Gemini 1.5 Pro、1.5 Flash、2.0 Flash、2.0 Flash-Liteは、GoogleのGemini APIを通じてアプリやサービスの構築にご利用いただけます。従量課金制です。2月22日時点の基本料金(アドオンは含まれません)は以下のとおりです。
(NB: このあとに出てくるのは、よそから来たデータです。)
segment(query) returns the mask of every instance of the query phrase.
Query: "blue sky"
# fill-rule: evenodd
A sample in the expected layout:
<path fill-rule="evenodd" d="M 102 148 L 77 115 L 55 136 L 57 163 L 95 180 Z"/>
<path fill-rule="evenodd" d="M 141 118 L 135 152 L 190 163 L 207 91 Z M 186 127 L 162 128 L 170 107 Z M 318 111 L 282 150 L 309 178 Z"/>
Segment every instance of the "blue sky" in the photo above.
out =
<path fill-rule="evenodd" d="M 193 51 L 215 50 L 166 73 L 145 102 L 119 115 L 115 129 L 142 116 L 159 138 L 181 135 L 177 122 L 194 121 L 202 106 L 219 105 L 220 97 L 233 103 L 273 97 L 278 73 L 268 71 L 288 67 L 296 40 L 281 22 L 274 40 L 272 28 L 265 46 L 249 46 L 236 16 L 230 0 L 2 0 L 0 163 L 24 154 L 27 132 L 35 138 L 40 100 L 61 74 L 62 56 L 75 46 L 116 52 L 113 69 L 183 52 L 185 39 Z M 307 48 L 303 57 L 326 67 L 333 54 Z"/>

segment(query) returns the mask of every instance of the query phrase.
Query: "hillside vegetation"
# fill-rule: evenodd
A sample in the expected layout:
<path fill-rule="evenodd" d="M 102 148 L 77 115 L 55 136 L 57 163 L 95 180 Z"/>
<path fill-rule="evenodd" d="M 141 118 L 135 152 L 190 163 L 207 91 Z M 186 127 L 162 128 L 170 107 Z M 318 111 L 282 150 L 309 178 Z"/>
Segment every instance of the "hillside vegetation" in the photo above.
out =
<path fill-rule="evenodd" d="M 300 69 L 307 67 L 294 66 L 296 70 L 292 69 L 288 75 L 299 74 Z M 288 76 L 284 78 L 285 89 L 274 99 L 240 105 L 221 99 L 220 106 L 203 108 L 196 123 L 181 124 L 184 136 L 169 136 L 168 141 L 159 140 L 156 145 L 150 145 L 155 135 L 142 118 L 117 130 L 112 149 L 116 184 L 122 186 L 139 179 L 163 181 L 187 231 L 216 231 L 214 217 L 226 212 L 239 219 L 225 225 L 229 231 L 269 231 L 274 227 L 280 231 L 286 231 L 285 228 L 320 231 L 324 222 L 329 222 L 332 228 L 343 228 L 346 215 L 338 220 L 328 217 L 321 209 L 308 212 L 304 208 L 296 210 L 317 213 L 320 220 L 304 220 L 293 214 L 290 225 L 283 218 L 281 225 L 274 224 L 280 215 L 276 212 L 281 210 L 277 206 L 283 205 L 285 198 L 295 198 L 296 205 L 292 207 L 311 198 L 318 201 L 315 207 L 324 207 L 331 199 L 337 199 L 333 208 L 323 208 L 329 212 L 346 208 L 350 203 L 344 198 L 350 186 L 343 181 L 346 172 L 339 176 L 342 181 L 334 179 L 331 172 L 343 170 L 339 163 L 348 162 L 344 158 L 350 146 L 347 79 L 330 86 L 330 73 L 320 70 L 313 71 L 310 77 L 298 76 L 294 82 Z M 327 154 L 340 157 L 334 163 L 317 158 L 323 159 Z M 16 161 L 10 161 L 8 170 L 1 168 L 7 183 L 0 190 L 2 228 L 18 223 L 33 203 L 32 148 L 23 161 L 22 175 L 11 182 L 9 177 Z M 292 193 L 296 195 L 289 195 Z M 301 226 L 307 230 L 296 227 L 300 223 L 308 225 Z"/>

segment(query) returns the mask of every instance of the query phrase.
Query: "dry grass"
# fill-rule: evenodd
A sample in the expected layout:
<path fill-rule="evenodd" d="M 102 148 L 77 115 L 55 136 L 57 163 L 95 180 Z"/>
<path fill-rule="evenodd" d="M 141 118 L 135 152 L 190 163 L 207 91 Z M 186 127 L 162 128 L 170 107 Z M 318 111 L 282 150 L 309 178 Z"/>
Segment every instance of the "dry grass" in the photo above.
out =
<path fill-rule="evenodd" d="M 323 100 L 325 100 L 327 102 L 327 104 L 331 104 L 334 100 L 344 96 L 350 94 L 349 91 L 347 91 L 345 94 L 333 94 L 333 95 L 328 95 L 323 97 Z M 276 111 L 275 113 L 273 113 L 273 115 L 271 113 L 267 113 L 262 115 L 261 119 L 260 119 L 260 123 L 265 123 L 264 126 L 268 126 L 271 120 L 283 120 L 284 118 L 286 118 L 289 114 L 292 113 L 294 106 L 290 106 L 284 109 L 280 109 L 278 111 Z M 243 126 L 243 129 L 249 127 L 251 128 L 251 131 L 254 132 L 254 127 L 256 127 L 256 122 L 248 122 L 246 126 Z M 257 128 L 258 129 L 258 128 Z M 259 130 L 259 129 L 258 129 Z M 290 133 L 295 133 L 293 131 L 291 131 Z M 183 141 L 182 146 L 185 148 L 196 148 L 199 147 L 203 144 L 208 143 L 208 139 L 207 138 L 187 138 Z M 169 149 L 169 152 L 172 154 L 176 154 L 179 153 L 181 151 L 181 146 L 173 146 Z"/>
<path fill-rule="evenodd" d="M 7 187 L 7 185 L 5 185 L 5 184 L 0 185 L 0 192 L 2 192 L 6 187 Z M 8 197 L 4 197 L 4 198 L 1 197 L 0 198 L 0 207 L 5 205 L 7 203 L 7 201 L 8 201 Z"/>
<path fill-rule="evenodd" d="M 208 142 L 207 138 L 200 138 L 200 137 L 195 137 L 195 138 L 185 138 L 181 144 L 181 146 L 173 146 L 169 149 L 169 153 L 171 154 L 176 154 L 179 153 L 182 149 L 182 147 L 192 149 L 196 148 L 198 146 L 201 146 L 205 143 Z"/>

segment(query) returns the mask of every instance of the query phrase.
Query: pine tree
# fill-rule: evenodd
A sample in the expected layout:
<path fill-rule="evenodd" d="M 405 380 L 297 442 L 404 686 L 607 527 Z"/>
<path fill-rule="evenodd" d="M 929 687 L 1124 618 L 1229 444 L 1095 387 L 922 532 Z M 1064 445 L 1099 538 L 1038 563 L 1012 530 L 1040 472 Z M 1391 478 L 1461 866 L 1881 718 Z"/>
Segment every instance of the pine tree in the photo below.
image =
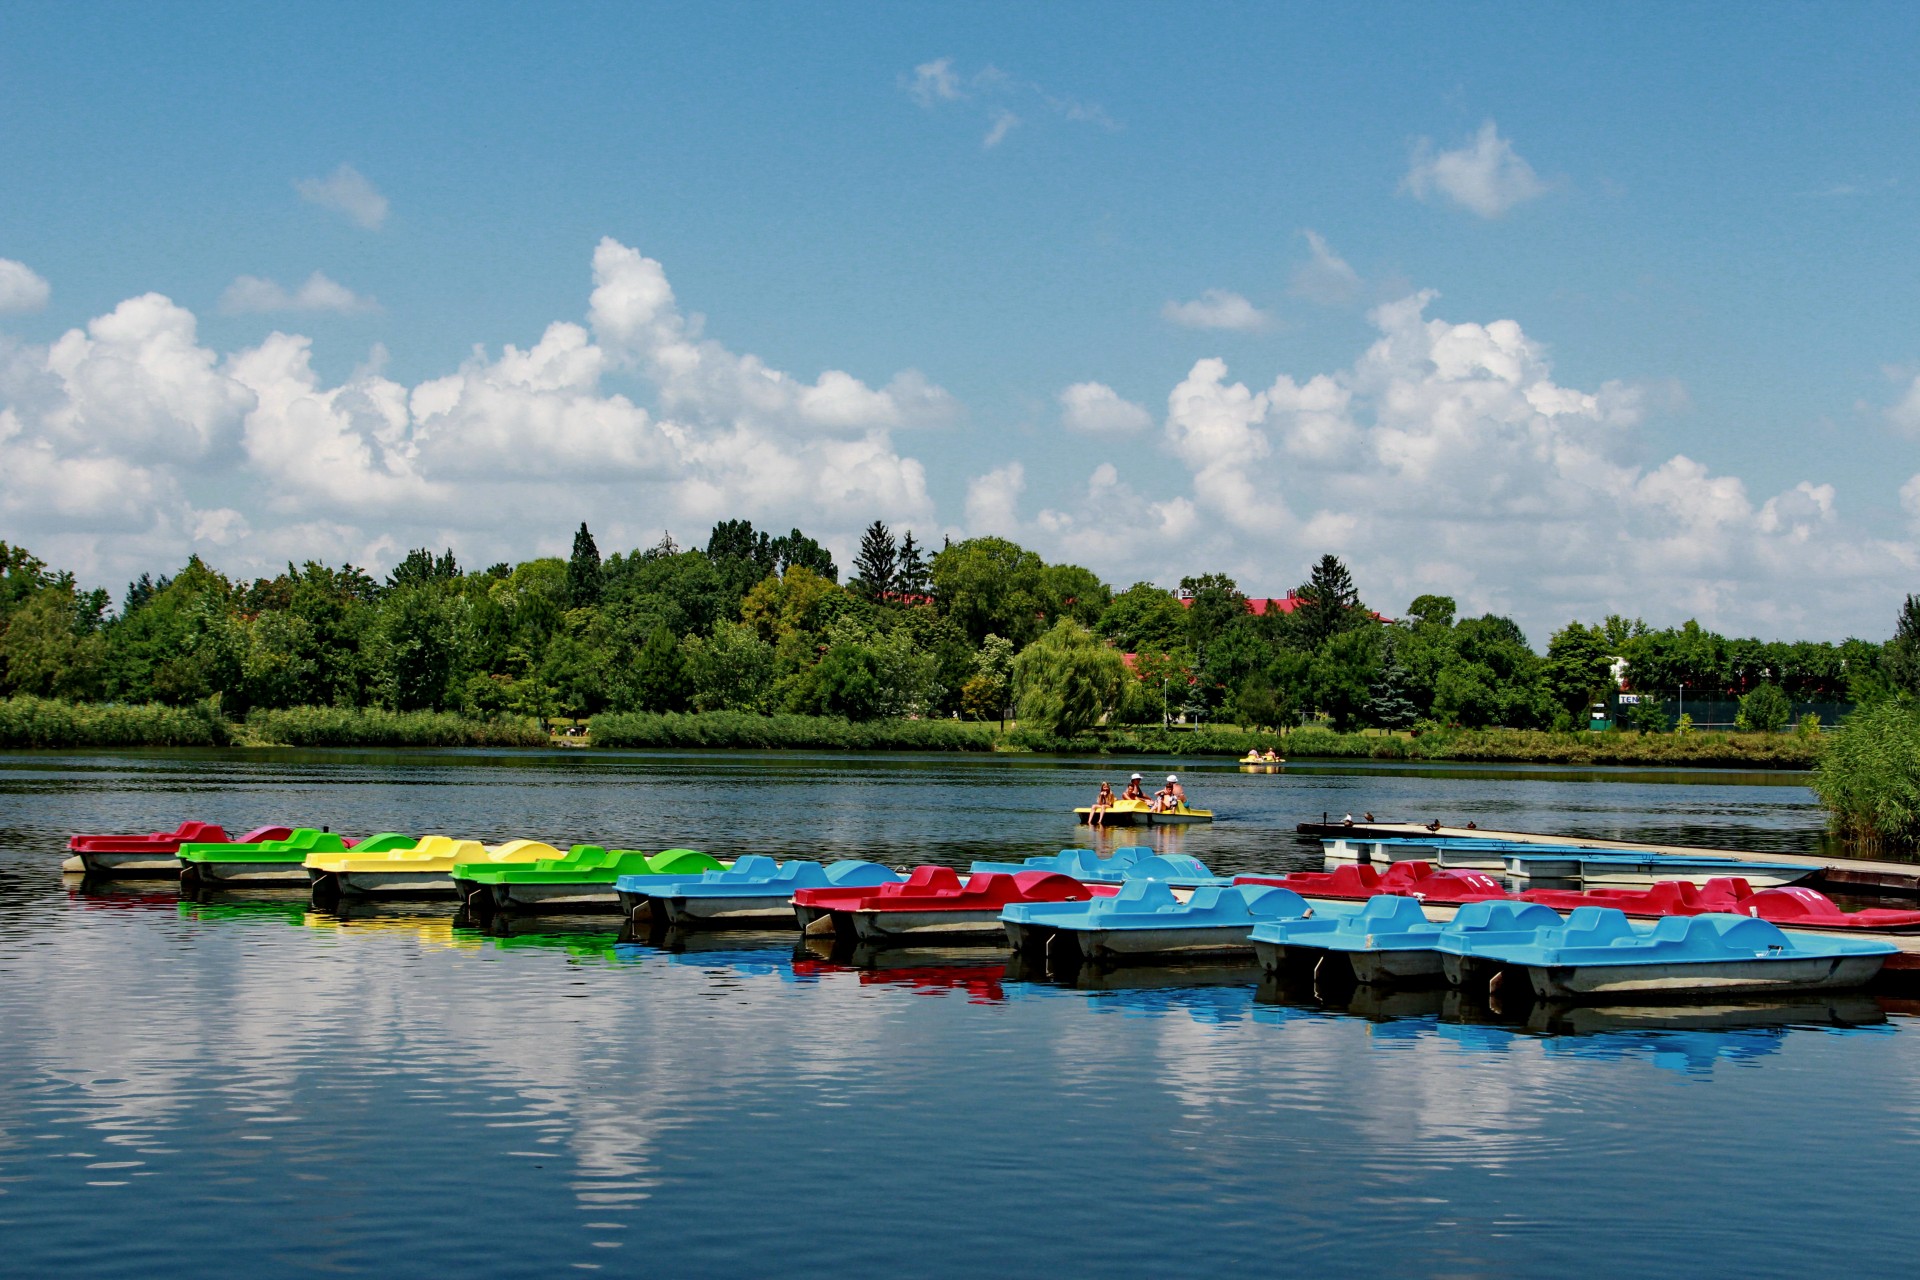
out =
<path fill-rule="evenodd" d="M 1307 584 L 1294 592 L 1300 598 L 1300 626 L 1309 645 L 1318 649 L 1347 629 L 1360 606 L 1353 575 L 1336 555 L 1320 557 Z"/>
<path fill-rule="evenodd" d="M 893 531 L 875 520 L 861 536 L 860 554 L 853 558 L 862 594 L 874 601 L 884 597 L 893 586 L 894 569 L 899 563 L 900 549 L 894 545 Z"/>
<path fill-rule="evenodd" d="M 828 582 L 840 581 L 840 569 L 833 563 L 832 553 L 798 529 L 784 538 L 775 538 L 773 552 L 782 573 L 797 564 L 813 570 Z"/>
<path fill-rule="evenodd" d="M 1920 597 L 1908 596 L 1900 606 L 1893 639 L 1880 651 L 1880 665 L 1894 689 L 1920 694 Z"/>
<path fill-rule="evenodd" d="M 1387 651 L 1386 665 L 1380 668 L 1379 679 L 1373 682 L 1367 699 L 1367 723 L 1381 729 L 1410 729 L 1413 722 L 1420 718 L 1420 708 L 1407 696 L 1407 687 L 1411 683 L 1407 669 L 1400 665 Z"/>
<path fill-rule="evenodd" d="M 600 548 L 593 545 L 582 520 L 580 532 L 573 535 L 573 558 L 567 561 L 567 598 L 574 608 L 585 609 L 600 603 L 600 587 Z"/>
<path fill-rule="evenodd" d="M 900 565 L 893 571 L 893 589 L 911 601 L 915 596 L 926 595 L 930 586 L 926 556 L 920 544 L 913 540 L 913 530 L 909 529 L 900 539 Z"/>

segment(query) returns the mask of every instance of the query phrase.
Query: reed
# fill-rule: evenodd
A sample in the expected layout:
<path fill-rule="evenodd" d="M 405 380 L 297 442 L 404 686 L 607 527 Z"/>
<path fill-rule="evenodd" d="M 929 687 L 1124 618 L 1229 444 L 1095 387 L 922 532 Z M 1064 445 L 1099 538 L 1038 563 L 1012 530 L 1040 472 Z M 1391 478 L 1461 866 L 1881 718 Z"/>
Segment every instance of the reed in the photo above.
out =
<path fill-rule="evenodd" d="M 544 747 L 552 741 L 528 716 L 483 720 L 450 711 L 354 707 L 256 708 L 246 737 L 285 747 Z"/>
<path fill-rule="evenodd" d="M 607 712 L 593 718 L 596 747 L 749 750 L 991 751 L 994 727 L 961 720 L 841 720 L 750 711 Z"/>
<path fill-rule="evenodd" d="M 0 747 L 218 747 L 232 739 L 232 726 L 205 703 L 0 698 Z"/>
<path fill-rule="evenodd" d="M 1813 770 L 1827 824 L 1873 857 L 1920 848 L 1920 709 L 1862 707 L 1841 722 Z"/>

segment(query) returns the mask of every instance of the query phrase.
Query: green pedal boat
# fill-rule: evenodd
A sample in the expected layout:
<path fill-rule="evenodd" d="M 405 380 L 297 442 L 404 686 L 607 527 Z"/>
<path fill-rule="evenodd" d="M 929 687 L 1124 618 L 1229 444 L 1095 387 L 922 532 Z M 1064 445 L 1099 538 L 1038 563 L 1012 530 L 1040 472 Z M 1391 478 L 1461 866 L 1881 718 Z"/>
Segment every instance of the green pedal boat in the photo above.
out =
<path fill-rule="evenodd" d="M 576 844 L 566 853 L 536 862 L 460 863 L 454 887 L 467 913 L 484 924 L 497 915 L 620 910 L 616 882 L 621 876 L 685 876 L 698 879 L 727 864 L 695 849 L 647 854 L 637 849 L 607 849 Z"/>
<path fill-rule="evenodd" d="M 347 842 L 331 831 L 296 827 L 285 840 L 258 844 L 183 844 L 180 846 L 180 887 L 218 889 L 228 885 L 305 885 L 307 859 L 316 853 L 378 853 L 383 849 L 413 847 L 416 837 L 385 831 L 364 840 Z"/>

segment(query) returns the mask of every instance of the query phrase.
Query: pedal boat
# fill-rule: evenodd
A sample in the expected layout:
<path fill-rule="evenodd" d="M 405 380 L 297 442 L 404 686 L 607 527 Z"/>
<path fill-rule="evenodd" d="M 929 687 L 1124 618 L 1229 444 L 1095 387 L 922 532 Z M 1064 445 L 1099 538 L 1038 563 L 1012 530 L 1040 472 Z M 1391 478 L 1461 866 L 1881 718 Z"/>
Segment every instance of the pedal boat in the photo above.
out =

  • Gemini 1.5 Pro:  100 万入力トークンあたり 1.25 ドル (128K トークンまでのプロンプトの場合)、または 100 万入力トークンあたり 2.50 ドル (128K トークンを超えるプロンプトの場合); 100 万出力トークンあたり 5 ドル (128K トークンまでのプロンプトの場合)、または 100 万出力トークンあたり 10 ドル (128K トークンを超えるプロンプトの場合)
  • Gemini 1.5 Flash:  100 万入力トークンあたり 7.5 セント (128K トークンまでのプロンプトの場合)、100 万入力トークンあたり 15 セント (128K トークンを超えるプロンプトの場合)、100 万出力トークンあたり 30 セント (128K トークンまでのプロンプトの場合)、100 万出力トークンあたり 60 セント (128K トークンを超えるプロンプトの場合)
  • Gemini 2.0 Flash:入力トークン100万個につき10セント、出力トークン100万個につき40セント。オーディオの場合は、入力トークン100万個につき70セント。
  • Gemini 2.0 Flash-Lite:入力トークン 100 万個あたり 7.5 セント、出力トークン 100 万個あたり 30 セント。

トークンとは、生のデータを細分化したビットのことです。例えば、「fantastic」という単語の「fan」「tas」「tic」といった音節は、100万トークンで約75万語に相当します。入力とはモデルに入力されるトークンを指し、出力とはモデルが生成するトークンを指します。

2.0 Pro の価格はまだ発表されておらず、Nano はまだ早期アクセス段階です。

Gemini は iPhone に登場しますか?

そうなるかもしれません。 

Appleは、Geminiをはじめとするサードパーティ製モデルをApple Intelligenceスイートの複数の機能に活用する協議を進めていると発表した。WWDC 2024の基調講演後、Appleのシニアバイスプレジデントであるクレイグ・フェデリギ氏は、Geminiを含むモデルとの連携計画を認めたものの、詳細は明らかにしなかった。

この投稿はもともと 2024 年 2 月 16 日に公開され、定期的に更新されています。